- Born: Marie Rose Delorme October 18, 1861 Saint François-Xavier, Red River Colony, Rupert's Land, British North America
- Died: April 4, 1960 (aged 98) Lethbridge, Alberta, Canada
- Other name: Marie Rose Smith
- Occupations: Rancher, homesteader, medicine woman, midwife, author

= Marie Rose (Delorme) Smith =

Marie Rose (Delorme) Smith (18 October 1861 – 4 April 1960) was a Métis rancher/homesteader, medicine woman, midwife, and author who was noted for her work chronicling the daily life of Métis women. She was declared a Person of National Historic Significance by Parks Canada in 2022.

== Life ==

=== Early life ===
Smith was born Marie Rose Delorme on October 18, 1861, in Saint François-Xavier in the Red River Colony, British North America (present day Manitoba, Canada) . Her father was Urbain Delorme II and her mother was Marie Desmarais. Her father died while she was young, leaving money for her and her sister to attend the Grey Nuns boarding school in Saint Boniface, Manitoba. She attended from the ages of 12 to 16, where she learned to speak and write both English and French. She also remained fluent in Cree, and likely Michif, while attending the school. She spoke about missing the annual routine of traversing the western plains with her family in order to hunt and trade with First Nations people. After four years at the school she returned to her mother, who had remarried.

=== Marriage and homestead ===
Marie Rose was married to Charlie Smith, a robe and whiskey trader who was 17 years older than her, in 1877 following an agreement where her mother would receive 50 dollars. They settled on the Pincher Creek in southern Alberta, building a house and barn on the Jughandle Ranch. Together they had 17 children.

Charlie was often away for long periods of time leaving Marie Rose to raise their children and tend to livestock. She also managed a small home business where she made traditional indigenous clothing and items. She was contracted to make goods for the Hudson's Bay Company and to sew tents for the Canadian Pacific Railway.

Charlie Smith died in 1914. Following this Marie Rose established a second homestead as well as a boarding house in the town of Pincher Creek. She also served as both a midwife and a medicine woman. She was given the nickname of "Buckskin Mary" due to her skills in making gloves and other leather goods. She was one of the few Euro-Canadian and Indigenous women to own property at the time.

=== Writing ===
While raising her children, managing the homestead, and working as a midwife and a medicine woman she also wrote her memoirs, which were never published in full. She had several articles published in the Canadian Cattleman, an early prairie ranch periodical. Her writing is noted as being a rare example of a Métis chronicler specifically writing about the roles of Métis women during the fur trade, buffalo hunting, and homesteading periods, and during cultural changes on the prairies.
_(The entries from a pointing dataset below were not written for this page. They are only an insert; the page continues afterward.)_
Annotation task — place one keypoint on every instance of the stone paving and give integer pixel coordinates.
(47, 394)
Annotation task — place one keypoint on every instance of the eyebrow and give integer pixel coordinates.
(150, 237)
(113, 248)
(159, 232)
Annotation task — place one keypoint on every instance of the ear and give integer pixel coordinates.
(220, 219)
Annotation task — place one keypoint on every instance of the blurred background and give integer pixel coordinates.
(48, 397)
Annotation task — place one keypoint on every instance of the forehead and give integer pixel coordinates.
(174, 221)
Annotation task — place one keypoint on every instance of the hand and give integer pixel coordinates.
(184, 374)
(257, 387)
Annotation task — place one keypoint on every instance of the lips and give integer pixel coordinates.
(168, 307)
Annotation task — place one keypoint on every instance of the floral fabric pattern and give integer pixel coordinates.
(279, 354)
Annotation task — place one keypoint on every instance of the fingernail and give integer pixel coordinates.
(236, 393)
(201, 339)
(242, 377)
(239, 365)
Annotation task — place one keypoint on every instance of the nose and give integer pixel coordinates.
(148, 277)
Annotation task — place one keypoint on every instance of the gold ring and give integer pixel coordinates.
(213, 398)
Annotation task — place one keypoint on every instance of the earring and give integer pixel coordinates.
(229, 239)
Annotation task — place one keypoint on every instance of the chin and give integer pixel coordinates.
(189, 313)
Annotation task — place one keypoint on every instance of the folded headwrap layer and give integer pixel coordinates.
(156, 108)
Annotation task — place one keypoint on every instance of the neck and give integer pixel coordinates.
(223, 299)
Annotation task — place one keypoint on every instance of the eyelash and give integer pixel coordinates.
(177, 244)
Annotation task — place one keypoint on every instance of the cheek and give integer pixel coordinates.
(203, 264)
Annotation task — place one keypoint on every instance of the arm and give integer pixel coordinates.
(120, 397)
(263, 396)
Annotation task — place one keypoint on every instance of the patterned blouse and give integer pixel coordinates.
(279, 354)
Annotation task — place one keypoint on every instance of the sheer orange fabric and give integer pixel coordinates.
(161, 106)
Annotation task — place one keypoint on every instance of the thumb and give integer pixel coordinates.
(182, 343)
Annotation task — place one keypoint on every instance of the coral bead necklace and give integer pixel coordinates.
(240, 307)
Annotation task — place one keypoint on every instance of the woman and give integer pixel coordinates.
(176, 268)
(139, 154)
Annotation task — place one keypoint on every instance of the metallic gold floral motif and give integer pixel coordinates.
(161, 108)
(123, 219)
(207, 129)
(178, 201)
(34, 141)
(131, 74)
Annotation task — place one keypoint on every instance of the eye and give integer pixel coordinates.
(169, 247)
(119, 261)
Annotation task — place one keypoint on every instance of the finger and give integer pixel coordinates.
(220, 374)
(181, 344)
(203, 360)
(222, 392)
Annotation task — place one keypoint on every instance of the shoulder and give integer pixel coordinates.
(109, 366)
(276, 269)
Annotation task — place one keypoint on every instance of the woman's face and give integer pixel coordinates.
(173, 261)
She also wrote details about the plants and animals around her that were used for food, medicine, and shelter.

=== Later life and death ===
In the later part of her life she spent time with her children, mainly in Lethbridge and Edmonton. She died on April 4, 1960, at the age of 98.

== Legacy ==
Her original log cabin from the Jughandle Ranch is found at the Kootenai Brown Pioneer Village in Pincher Creek.

Archives of her writing can be found in the Glenbow Museum in Calgary. Canadian Cattleman also republished two of her articles in 2014 as part of their history section.

A biography about Marie Rose, Fifty Dollar Bride: Marie Rose Smith, a Chronicle of Metis Life in the 19th Century, was written by her granddaughter Jock Carpenter and published in 1988. Historian Doris Jeanne MacKinnon has written multiple works about Smith after first learning about her during her post-graduate studies at the University of Calgary. These include the 2012 book The Identities of Marie Rose Delorme Smith: Portrait of a Metis Woman, the 2018 book Metis Pioneers: Marie Rose Delorme Smith and Isabella Hardisty Lougheed, and an article in the December 2017-January 2018 issue of Canada's History.

In January 2023 Steven Guilbeault, Minister of Environment and Climate Change announced Marie Rose (Delorme) Smith as one of the 2022 Persons of National Historic Significance as part of Parks Canada's National Program of Historical Commemoration following a recommendation by the Historic Sites and Monuments Board of Canada. As of June 2023 her plaque has not yet been installed.